Skip to content

Grafana Dashboards

Dashboards are provisioned automatically from ConfigMaps. Create a ConfigMap with your dashboard JSON, apply the correct label, and Grafana picks it up.

apiVersion: v1
kind: ConfigMap
metadata:
name: observability-dashboards-tenant-workloads
namespace: observability
labels:
kupe.cloud/grafana-dashboards: "true"
kupe.cloud/grafana-folder: "Workloads"
data:
my-app-overview.json: |-
{
"title": "My App Overview",
"uid": "my-app-overview",
...
}
  • The label kupe.cloud/grafana-dashboards: "true" is required for operator-driven tenant dashboard sync.
  • Use kupe.cloud/grafana-folder: "<Folder Name>" to control target folder (for example, Overview or Workloads).
  • Place ConfigMaps in the Grafana namespace (observability by default).
  • Each key in data must end in .json.
  • The uid field in the dashboard JSON must be unique across all dashboards.
  • Do not use grafana_dashboard or grafana_folder for tenant dashboards.
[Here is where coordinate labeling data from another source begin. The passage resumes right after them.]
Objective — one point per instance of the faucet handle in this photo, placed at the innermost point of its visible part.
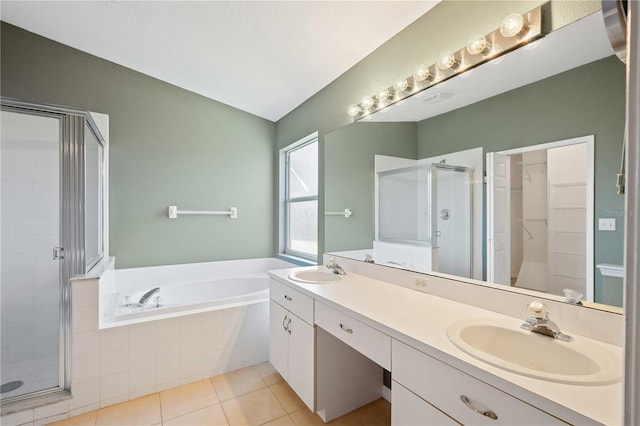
(538, 309)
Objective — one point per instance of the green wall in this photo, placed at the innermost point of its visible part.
(168, 146)
(448, 26)
(586, 101)
(350, 154)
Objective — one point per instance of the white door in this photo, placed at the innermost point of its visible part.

Those are sidecar labels for Main Org dashboards and can route dashboards to the wrong place.

Tenant dashboards are organized by ConfigMap label, not filename prefix.

apiVersion: v1
kind: ConfigMap
metadata:
name: observability-dashboards-tenant-overview
namespace: observability
labels:
kupe.cloud/grafana-dashboards: "true"
kupe.cloud/grafana-folder: "Overview"
data:
service-health.json: |-
{ ... }

Mapping examples:

  • kupe.cloud/grafana-folder: "Overview" -> Overview
  • kupe.cloud/grafana-folder: "Workloads" -> Workloads
  • No folder label -> General

Folders are created automatically in each tenant org if they do not exist.

The easiest way to create dashboard JSON:

  1. Build your dashboard in the Grafana UI.
  2. Click the Share icon and select Export.
  3. Toggle Export for sharing externally to replace data source references with variables.
  4. Copy the JSON and paste it into your ConfigMap.
{
"title": "My Dashboard",
"uid": "unique-id",
"version": 1,
"schemaVersion": 39,
"refresh": "30s",
"time": { "from": "now-1h", "to": "now" },
"tags": ["my-app"],
"templating": {
"list": [
{
"name": "datasource",
"type": "datasource",
"query": "prometheus",
"refresh": 1
},
{
"name": "namespace",
"type": "query",
"datasource": { "type": "prometheus", "uid": "${datasource}" },
"query": "label_values(kube_pod_info, namespace)",
"refresh": 2,
"includeAll": true
}
]
},
"panels": [
{
"title": "Request Rate",
"type": "timeseries",
"gridPos": { "h": 8, "w": 12, "x": 0, "y": 0 },
"datasource": { "type": "prometheus", "uid": "${datasource}" },
"targets": [
{
"expr": "sum(rate(http_requests_total{namespace=\"$namespace\"}[5m])) by (pod)",
"legendFormat": "{{ pod }}"
}
]
}
]
}

Use a datasource variable for tenant dashboards:

"datasource": { "type": "prometheus", "uid": "${datasource}" }

With this templating block:

{
"name": "datasource",
"type": "datasource",
"query": "prometheus"
}
  • Use variables for namespace, workload, and cluster to make dashboards reusable.
  • Keep time range and resolution appropriate to the investigation window.
  • Pair rate and error metrics on one panel for faster correlation.
  • Set meaningful thresholds with color coding (green/yellow/red).
  • Use stat panels for key numbers and timeseries for trends.

If you manage dashboards via Helm, render them into tenant dashboard ConfigMaps with the Kupe labels:

templates/configmap-dashboard.yaml
{{- if .Values.dashboard.enabled }}
apiVersion: v1
kind: ConfigMap
metadata:
name: {{ .Values.dashboard.configMapName | default "observability-dashboards-tenant-workloads" }}
namespace: {{ .Values.dashboard.configMapNamespace | default "observability" }}
labels:
kupe.cloud/grafana-dashboards: "true"
kupe.cloud/grafana-folder: {{ .Values.dashboard.folder | default "Workloads" | quote }}
data:
{{ (.Files.Glob "dashboards/*.json").AsConfig | indent 2 }}
{{- end }}

Place dashboard JSON files in a dashboards/ directory alongside your chart templates.

Kupe provides baseline tenant dashboards out of the box:

  • Overview / Cluster — cluster health and capacity overview.
  • Workloads / Pod Resources — per-pod CPU, memory, network, and filesystem usage.

Platform admins also have additional dashboards in Main Org (overview, workloads, system, infrastructure, billing).

  • Review dashboard usefulness after incidents.
  • Remove low-signal panels.
  • Add panels for recurring failure patterns.